O CHEGA/Açores considerou hoje que a decisão do Governo Regional (PSD/CDS-PP/PPM) em suspender os processos de privatização da companhia de aviação Azores Airlines e dos hotéis das ilhas das Flores e da Graciosa "não faz sentido".

© Folha Nacional

Para o líder do CHEGA/Açores e deputado José Pacheco, “não faz sentido o Governo Regional ter suspendido os concursos de privatização de parte do Setor Público Empresarial Regional”, nomeadamente no que diz respeito à Azores Airlines e aos hotéis das Flores e da Graciosa (detidos pela empresa pública Ilhas de Valor).

José Pacheco, citado num comunicado do partido enviado à agência Lusa, refere que a situação política que se vive atualmente na região, no seguimento do chumbo do Orçamento para 2024, “não pode ser justificação para acabar com processos que já estavam em curso”.

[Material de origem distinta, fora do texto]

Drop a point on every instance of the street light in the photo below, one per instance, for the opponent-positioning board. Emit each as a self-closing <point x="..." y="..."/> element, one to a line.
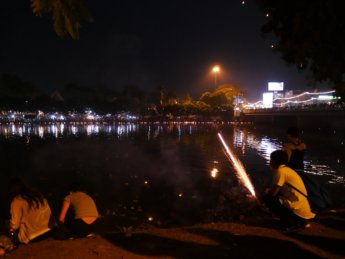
<point x="215" y="70"/>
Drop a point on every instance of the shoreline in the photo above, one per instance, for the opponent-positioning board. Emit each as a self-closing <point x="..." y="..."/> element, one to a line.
<point x="249" y="238"/>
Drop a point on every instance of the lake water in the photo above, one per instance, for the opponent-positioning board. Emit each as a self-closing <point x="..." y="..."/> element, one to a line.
<point x="168" y="174"/>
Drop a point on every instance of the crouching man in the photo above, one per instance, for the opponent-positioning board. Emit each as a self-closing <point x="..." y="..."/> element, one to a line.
<point x="283" y="199"/>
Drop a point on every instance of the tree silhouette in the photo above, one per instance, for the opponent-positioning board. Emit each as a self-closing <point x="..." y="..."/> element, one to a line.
<point x="310" y="35"/>
<point x="67" y="15"/>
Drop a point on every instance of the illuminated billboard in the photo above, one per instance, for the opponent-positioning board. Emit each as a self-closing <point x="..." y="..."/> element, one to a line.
<point x="267" y="100"/>
<point x="275" y="86"/>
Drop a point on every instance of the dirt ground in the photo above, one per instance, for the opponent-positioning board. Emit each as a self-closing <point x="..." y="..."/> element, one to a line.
<point x="247" y="238"/>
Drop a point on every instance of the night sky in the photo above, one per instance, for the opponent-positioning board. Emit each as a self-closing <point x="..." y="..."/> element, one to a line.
<point x="149" y="44"/>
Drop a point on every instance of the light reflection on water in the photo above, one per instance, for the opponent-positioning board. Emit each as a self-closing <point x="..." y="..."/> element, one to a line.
<point x="242" y="138"/>
<point x="179" y="166"/>
<point x="265" y="145"/>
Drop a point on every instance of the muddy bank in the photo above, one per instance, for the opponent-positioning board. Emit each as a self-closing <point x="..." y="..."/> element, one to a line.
<point x="250" y="237"/>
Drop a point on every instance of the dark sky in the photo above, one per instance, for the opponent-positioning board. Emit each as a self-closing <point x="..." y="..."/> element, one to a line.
<point x="173" y="44"/>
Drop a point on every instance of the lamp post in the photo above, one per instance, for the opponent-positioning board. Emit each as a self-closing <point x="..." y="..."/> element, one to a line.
<point x="215" y="70"/>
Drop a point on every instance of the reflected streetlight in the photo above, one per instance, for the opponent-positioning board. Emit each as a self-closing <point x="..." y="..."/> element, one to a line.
<point x="215" y="70"/>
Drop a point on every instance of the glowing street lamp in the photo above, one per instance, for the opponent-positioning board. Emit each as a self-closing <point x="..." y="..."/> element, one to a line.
<point x="216" y="70"/>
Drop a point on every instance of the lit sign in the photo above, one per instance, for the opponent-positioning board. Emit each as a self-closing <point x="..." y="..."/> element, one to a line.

Em relação à companhia aérea Azores Airlines, o responsável afirma que o processo de privatização “já estava avançado”.

“Já estava decidido o Consórcio que avançaria com a compra de parte da companhia aérea [que faz as ligações dos Açores com o exterior], portanto, não faz sentido suspender o processo que estava a seguir os procedimentos normais”, defende.

Na nota, o parlamentar acusa o Governo da coligação de “nunca se querer desfazer da Azores Airlines, que ano após ano só tem dado prejuízo à região e que já conta com prejuízos acumulados de muitos milhões de euros”.

“Isto só prova que o Governo nunca se quis desfazer da Azores Airlines e são os açorianos que vão continuar a pagar os prejuízos desta empresa que há muito tempo não serve os açorianoso”, critica.

O líder do CHEGA/Açores considera, ainda, que o executivo regional “apesar de estar de saída continua a brincar com os açorianos”.

“Suspender um processo que já estava definido, é uma infantilidade, não faz sentido, e a União Europeia pode ter de intervir, novamente, neste processo”, adverte.

Contudo, o deputado salienta que é necessário proteger a SATA Air Açores, “já que é o garante da mobilidade dentro do arquipélago”, e defende que caso o processo de privatização não resulte “que seja a SATA Air Açores a garantir as ligações aéreas entre os Açores e o continente”.

“A atual situação política na Região Autónoma dos Açores, com o Orçamento Regional inviabilizado pelos partidos da oposição, e a mais do que provável futura dissolução do parlamento regional, com convocação de eleições legislativas regionais antecipadas, impõe, no entendimento ético democrático do Governo Regional dos Açores, a adequada decisão de suspensão dos concursos de alienação, para efeitos de privatização, de parte do Setor Público Empresarial Regional”, referiu hoje a Presidência do Governo dos Açores numa nota publicada na sua página oficial da Internet.

O executivo liderado por José Manuel Bolieiro indicou ainda a decisão de “suspender os processos públicos de alienação da Azores Airlines e dos hotéis das Flores e Graciosa” detidos pelo arquipélago.

Segundo a nota, o Governo dos Açores comunicou aos Conselhos de Administração da Sata Holding S.A e da empresa Ilhas de Valor que “suspendessem a tramitação dos concursos públicos até que a situação se encontre clarificada e seja assumida decisão definitiva pelo novo Governo Regional, resultante das futuras eleições legislativas regionais”.

“Esta é a forma mais responsável e mais conforme à ética democrática de decidir, no atual contexto, pela defesa do superior interesse dos Açores e dos açorianos”, justificou o executivo açoriano.